In _Pere Goriot_, the publication of which came close at the heels of
the _Search for the Absolute_, Balzac traces the gradual
impoverishment of a fond father by his two daughters, married, the one
to a nobleman, the other to a banker, and whose husbands, when they
have received the marriage dowry, give their father-in-law, who is a
plebeian, the cold shoulder, and forbid their wives to see him unless
in secret. Goriot's daughters, losing in their grand surroundings the
little filial affection they ever had, exploit the old man's worship
of them shamelessly. If they visit him in the boarding-house to which
he has retired, after selling his home to endow them more richly, it
is solely to get from him for their pleasures the portion of his
wealth he has retained for his own wants. And he never refuses them,
but sells and sells, until, at last, he is reduced to lodge in the
garret of the boarding-house and eat almost the refuse of the table.
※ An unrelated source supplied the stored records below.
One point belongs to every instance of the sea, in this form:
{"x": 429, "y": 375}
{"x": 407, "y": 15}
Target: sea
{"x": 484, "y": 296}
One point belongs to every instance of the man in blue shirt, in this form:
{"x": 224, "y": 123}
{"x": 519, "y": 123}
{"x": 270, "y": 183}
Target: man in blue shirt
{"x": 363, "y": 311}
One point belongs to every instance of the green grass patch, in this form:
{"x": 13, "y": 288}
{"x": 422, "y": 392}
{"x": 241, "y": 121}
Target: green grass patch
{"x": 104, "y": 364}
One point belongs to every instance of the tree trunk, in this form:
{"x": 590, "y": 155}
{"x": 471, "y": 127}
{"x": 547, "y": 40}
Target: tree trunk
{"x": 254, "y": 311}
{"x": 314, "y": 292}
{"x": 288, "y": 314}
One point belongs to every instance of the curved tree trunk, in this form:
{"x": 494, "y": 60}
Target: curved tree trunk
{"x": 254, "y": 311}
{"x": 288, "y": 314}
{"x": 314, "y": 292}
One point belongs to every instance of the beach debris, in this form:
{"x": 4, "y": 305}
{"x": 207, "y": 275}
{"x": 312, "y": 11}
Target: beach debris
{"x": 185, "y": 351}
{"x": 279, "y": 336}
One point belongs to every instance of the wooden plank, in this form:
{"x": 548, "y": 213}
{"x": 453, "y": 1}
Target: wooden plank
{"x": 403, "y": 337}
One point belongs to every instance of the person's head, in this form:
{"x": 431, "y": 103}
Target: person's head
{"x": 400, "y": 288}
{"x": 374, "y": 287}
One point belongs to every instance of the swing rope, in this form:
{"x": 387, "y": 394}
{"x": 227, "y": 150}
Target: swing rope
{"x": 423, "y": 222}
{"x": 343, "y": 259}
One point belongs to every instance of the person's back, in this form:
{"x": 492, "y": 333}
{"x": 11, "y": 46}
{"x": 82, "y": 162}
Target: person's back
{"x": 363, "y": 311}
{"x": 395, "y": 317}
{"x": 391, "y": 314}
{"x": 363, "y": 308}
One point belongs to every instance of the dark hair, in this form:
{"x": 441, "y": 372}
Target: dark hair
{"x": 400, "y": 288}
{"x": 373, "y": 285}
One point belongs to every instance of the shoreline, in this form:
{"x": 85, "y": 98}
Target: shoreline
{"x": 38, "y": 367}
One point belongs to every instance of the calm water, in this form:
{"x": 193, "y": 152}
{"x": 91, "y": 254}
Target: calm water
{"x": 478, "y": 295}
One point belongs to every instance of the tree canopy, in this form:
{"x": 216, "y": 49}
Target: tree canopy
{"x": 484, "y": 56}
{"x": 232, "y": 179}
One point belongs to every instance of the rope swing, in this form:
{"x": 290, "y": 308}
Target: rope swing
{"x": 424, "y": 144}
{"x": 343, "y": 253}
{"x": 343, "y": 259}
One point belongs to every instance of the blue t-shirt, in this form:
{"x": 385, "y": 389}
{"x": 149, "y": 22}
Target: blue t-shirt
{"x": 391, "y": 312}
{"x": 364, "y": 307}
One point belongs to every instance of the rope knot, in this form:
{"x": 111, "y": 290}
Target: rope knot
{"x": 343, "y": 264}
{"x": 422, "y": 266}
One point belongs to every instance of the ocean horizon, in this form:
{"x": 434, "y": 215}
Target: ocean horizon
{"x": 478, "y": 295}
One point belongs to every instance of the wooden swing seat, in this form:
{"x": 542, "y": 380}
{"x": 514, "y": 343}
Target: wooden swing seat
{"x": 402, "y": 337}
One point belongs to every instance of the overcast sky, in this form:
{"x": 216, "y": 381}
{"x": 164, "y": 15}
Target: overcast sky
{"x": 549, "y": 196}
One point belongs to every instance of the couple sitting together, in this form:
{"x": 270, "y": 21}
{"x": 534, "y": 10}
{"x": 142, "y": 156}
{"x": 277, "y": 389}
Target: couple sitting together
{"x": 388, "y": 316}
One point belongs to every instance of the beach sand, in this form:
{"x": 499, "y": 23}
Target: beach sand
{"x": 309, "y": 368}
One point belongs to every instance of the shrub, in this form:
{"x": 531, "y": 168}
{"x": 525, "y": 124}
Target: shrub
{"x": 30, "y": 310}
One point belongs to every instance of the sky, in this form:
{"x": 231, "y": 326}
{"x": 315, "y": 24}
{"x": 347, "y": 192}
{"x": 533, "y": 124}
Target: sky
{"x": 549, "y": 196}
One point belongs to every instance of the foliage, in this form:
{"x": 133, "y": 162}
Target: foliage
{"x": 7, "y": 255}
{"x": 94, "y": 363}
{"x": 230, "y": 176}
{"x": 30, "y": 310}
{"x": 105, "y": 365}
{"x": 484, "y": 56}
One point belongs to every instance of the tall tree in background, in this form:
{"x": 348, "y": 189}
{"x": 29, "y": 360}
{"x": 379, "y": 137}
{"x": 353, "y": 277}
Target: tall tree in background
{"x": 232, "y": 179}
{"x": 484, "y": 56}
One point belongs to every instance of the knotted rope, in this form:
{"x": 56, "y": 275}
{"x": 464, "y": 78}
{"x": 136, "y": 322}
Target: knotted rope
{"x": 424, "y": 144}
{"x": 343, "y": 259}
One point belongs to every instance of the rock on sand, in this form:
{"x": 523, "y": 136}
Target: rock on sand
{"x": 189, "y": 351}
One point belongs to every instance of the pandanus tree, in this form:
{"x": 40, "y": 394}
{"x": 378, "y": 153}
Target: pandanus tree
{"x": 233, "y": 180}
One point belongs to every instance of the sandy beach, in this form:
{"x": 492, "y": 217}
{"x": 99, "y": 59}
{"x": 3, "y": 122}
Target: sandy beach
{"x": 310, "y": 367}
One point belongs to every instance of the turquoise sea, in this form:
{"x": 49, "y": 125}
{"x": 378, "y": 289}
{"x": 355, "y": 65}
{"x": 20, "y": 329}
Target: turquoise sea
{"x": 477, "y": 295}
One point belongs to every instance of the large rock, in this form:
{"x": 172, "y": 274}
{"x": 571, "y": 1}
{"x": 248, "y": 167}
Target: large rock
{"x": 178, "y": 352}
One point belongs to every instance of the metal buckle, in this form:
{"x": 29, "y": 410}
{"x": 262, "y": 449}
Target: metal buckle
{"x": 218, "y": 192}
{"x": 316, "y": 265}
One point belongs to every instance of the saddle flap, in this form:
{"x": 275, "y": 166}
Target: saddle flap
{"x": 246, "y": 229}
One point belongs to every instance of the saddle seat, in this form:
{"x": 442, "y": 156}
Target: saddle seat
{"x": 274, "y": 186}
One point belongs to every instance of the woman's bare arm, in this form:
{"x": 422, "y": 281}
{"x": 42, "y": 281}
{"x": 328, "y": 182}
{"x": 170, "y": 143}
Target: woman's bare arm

Around this tragic central figure are grouped the commensals of the
Vauquer _pension_, Rastignac, the young law-student, with shallow
purse and aristocratic connections; Bianchon, the future great-gun in
medicine, at present walking the hospitals and attending lectures and
practising dissections; Victorine Taillefer, the rejected daughter of
a guilty millionaire; Mademoiselle Michonneau, the soured spinster,
who ferrets out the identity of her fellow-boarder Vautrin, and
betrays to justice this cynical outlaw installed so quietly, and, to
all appearance, safely, in the _pension_, where Madame Vauquer, the
traipsing widow, lords it serenely, attentive only to her profits.